(no subject)

Dec 14, 2004 12:09

people are so full of shit.
and it cracks me up because ive been told twice since ive moved here that I am full of shit.
apparantly it is impossible to have done as much as ive done by 22. BULLSHIT. everyone down here is just to stuck in their own little bubble to ever have experienced anything. shit, i met a guy that had never been out of missouri. AND KANSAS IS LIKE 15 MINUTES AWAY. youve gotta be kidding me. GRRRR!!!!! i fucking hate everyone. ok. not everyone. but damn near everyone.
i know its just a jealousy issue but i hate saying that. it makes me feel like im saying theres something to be jealous of and thats not how i view my life. ive done alot of cool shit yes, but nothing no one else couldnt have done with alot of effort.

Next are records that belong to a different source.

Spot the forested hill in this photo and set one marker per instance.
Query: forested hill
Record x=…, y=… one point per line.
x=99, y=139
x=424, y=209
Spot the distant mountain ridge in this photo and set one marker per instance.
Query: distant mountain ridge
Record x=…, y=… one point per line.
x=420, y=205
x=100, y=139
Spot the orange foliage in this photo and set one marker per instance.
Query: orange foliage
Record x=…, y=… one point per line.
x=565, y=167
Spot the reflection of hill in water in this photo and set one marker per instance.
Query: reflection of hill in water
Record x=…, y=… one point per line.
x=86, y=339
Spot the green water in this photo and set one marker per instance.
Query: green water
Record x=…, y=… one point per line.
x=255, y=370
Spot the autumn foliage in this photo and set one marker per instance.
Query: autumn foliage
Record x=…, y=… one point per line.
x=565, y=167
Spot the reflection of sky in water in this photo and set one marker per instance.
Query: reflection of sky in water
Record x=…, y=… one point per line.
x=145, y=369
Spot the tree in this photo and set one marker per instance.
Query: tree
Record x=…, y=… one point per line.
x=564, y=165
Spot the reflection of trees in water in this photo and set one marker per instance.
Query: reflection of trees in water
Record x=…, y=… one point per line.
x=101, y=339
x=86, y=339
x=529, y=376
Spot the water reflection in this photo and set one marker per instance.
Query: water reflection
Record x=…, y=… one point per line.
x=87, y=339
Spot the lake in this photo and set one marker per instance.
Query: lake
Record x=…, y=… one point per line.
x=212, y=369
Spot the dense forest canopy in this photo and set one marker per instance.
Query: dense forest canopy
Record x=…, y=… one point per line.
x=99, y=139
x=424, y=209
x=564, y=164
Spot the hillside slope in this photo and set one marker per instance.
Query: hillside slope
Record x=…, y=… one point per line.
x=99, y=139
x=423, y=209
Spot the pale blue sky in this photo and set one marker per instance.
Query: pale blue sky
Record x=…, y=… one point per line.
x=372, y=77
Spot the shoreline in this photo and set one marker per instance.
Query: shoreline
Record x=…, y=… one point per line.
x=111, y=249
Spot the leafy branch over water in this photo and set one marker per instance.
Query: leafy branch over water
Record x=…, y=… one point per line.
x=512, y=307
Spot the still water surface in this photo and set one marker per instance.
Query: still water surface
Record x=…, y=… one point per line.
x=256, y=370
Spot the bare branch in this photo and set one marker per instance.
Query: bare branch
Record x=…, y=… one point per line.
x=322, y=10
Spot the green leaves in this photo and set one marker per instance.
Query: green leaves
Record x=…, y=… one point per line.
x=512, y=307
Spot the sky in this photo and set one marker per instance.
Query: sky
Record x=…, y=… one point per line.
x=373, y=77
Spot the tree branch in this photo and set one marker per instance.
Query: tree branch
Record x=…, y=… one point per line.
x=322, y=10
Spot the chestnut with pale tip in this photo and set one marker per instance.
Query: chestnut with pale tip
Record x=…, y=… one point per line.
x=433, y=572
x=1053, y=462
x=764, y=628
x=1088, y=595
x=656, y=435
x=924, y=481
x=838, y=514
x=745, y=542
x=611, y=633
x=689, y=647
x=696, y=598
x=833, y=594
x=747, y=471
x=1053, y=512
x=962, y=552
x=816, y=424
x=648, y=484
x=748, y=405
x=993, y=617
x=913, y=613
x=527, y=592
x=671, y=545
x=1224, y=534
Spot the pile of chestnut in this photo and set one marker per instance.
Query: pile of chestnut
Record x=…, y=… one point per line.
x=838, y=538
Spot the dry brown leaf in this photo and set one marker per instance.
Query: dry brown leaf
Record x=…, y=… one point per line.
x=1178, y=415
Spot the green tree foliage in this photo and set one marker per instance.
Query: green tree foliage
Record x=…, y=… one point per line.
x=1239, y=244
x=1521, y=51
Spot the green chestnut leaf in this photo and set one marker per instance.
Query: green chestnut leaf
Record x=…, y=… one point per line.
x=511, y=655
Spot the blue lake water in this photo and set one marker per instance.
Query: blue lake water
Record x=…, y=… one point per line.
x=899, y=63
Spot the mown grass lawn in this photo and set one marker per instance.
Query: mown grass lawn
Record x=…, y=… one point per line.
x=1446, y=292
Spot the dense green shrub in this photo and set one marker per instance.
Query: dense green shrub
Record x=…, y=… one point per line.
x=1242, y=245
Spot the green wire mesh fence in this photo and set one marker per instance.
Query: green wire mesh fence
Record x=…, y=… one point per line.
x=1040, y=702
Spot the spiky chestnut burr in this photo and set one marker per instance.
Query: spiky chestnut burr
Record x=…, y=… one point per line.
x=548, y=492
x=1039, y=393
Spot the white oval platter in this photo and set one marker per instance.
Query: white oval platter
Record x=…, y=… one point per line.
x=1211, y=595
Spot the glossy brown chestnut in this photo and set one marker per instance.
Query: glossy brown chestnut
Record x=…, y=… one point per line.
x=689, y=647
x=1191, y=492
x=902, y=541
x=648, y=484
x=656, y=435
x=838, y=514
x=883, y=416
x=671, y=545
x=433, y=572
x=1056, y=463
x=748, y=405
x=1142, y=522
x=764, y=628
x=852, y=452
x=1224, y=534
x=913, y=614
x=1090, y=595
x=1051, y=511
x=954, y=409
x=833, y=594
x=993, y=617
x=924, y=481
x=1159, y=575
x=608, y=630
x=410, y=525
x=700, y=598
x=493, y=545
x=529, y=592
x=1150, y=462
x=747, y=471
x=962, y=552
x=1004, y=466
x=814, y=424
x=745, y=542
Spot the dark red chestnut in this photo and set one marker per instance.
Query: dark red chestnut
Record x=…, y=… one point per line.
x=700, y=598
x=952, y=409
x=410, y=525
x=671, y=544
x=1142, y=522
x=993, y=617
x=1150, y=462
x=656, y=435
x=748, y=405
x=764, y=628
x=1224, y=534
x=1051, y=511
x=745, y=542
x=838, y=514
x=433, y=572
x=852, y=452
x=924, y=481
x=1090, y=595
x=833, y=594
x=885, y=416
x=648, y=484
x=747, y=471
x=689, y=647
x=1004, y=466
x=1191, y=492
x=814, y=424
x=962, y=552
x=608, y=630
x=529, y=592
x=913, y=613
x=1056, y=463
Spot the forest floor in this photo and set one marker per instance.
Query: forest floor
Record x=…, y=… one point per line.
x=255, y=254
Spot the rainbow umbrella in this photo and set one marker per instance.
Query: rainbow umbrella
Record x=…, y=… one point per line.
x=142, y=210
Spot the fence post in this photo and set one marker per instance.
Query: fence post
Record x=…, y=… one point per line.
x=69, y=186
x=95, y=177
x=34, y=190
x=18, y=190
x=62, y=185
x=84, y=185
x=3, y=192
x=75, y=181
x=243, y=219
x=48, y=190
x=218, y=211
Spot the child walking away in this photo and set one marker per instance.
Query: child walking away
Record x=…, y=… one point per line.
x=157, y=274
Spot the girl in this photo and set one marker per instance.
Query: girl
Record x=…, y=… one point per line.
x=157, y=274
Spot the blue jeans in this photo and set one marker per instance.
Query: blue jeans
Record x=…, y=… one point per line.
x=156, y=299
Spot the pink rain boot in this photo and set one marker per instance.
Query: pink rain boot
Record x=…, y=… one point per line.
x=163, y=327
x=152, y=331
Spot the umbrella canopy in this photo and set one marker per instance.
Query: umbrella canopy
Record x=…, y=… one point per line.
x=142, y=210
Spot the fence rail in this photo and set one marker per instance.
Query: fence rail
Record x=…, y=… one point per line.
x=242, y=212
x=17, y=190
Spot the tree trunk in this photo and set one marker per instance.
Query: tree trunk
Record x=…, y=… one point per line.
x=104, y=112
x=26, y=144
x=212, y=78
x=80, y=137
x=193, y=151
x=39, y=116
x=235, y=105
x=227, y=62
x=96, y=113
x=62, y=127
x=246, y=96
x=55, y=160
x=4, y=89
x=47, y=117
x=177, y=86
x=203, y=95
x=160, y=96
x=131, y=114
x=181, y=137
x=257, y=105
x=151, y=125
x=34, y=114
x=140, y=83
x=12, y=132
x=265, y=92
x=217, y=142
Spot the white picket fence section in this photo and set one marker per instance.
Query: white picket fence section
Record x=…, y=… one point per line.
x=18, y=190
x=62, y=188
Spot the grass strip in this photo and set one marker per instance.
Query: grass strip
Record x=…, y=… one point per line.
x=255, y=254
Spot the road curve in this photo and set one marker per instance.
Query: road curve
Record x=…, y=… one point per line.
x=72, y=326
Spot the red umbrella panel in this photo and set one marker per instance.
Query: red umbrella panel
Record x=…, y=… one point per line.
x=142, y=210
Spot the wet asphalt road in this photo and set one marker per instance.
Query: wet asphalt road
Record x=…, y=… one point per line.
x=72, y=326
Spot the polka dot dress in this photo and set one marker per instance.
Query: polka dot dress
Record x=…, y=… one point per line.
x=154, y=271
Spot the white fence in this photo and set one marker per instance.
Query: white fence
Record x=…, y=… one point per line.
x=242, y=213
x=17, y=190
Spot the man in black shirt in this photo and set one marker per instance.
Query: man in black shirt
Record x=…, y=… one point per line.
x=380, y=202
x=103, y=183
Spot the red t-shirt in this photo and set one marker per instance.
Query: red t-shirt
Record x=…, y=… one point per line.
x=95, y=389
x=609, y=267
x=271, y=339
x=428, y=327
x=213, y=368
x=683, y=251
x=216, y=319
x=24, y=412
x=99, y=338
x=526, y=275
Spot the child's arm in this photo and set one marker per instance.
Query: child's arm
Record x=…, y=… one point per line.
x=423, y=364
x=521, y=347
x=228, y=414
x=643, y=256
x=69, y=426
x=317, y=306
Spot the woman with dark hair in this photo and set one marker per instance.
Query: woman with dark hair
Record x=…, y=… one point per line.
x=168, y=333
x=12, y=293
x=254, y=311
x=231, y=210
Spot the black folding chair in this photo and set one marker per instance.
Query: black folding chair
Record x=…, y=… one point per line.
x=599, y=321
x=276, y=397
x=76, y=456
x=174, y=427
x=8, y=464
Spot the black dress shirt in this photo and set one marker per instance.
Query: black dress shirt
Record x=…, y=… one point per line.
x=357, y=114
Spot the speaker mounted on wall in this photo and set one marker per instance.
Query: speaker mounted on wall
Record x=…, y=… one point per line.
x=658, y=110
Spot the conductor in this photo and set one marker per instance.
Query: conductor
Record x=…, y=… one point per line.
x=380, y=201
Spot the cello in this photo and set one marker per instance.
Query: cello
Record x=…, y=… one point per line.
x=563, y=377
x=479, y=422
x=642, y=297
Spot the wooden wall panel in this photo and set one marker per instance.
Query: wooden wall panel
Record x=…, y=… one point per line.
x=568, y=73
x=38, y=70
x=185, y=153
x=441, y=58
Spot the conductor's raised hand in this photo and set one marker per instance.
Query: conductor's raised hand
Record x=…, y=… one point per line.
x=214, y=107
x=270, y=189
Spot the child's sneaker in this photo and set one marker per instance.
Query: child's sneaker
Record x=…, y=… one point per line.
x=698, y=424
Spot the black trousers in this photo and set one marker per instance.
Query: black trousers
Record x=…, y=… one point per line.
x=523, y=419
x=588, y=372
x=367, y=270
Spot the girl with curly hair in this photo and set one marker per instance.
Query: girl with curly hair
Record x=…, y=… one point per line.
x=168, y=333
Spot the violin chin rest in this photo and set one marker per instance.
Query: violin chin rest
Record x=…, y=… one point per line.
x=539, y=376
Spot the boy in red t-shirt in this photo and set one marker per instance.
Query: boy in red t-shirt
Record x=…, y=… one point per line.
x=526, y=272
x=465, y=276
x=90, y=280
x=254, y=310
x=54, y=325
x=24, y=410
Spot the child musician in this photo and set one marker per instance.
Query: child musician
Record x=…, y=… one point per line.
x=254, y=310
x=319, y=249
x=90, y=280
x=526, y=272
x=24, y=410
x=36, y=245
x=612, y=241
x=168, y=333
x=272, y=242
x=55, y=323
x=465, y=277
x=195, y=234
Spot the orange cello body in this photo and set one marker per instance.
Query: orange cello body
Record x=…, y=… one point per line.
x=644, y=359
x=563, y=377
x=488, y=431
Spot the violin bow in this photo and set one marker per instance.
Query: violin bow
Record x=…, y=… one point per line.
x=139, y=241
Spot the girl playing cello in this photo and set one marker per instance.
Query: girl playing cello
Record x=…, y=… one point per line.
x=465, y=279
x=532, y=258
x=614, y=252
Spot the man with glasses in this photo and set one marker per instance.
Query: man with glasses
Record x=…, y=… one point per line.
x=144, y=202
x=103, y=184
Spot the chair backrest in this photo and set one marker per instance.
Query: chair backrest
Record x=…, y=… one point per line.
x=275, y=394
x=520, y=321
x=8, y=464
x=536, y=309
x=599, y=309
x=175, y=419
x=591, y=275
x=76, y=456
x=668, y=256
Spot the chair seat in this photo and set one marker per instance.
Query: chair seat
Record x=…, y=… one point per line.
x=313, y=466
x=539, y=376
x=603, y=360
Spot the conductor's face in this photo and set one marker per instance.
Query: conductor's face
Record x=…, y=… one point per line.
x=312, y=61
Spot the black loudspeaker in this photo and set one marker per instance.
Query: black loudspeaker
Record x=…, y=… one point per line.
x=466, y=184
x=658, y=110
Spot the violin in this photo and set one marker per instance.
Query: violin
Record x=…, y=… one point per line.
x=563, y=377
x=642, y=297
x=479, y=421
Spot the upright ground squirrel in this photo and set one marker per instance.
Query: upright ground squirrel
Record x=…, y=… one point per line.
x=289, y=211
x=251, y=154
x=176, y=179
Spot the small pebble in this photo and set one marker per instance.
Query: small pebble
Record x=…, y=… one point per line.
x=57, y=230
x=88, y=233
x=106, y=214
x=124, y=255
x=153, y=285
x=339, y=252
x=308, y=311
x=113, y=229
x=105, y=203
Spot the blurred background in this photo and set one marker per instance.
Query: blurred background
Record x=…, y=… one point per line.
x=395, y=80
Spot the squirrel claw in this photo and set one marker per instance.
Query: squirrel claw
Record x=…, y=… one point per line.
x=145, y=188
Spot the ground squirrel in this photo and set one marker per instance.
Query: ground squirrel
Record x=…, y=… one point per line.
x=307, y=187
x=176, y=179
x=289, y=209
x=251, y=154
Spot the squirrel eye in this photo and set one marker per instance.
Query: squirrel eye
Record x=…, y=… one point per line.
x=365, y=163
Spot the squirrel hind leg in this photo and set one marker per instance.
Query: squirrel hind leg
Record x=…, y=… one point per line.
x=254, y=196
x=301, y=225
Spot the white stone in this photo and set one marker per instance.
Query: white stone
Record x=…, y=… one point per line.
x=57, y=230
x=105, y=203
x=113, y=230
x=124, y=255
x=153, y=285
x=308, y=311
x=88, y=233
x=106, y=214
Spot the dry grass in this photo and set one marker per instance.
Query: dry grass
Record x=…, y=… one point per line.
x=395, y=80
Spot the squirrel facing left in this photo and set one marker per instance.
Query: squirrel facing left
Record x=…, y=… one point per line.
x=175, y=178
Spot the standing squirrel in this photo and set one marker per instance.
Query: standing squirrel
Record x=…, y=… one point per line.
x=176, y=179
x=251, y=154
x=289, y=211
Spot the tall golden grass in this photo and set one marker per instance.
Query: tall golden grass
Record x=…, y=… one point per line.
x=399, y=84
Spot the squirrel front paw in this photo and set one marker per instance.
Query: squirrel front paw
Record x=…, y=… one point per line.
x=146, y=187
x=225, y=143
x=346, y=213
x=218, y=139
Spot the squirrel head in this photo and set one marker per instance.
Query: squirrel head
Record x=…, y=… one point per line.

everyone keeps telling me to not stress over what everyone thinks and thats so what im doing right now. dammit. but isnt that the way you get ahead? considering what people think, adapting to it, and using it to your advantage?
this kid i used to smoke with told me one time if he had to describe me in one word it would be "chameleon". and that i was the most adaptive person hed ever seen. like a super agent. that was the first time i ever felt good about that.
i view myself as being caught in between. i dont want to be to punk, to tree-huggerish, to new wave. but im a little but of everything all rolled into one big mess. and i dont think that will ever change. and who the fuck said you cant wear american eagle with a pyramid belt anyways??? gah.
side note: im so sick of men acting like children. maybe the women my age are doing the same thing but i dont hang out with enough to know. GROW UP.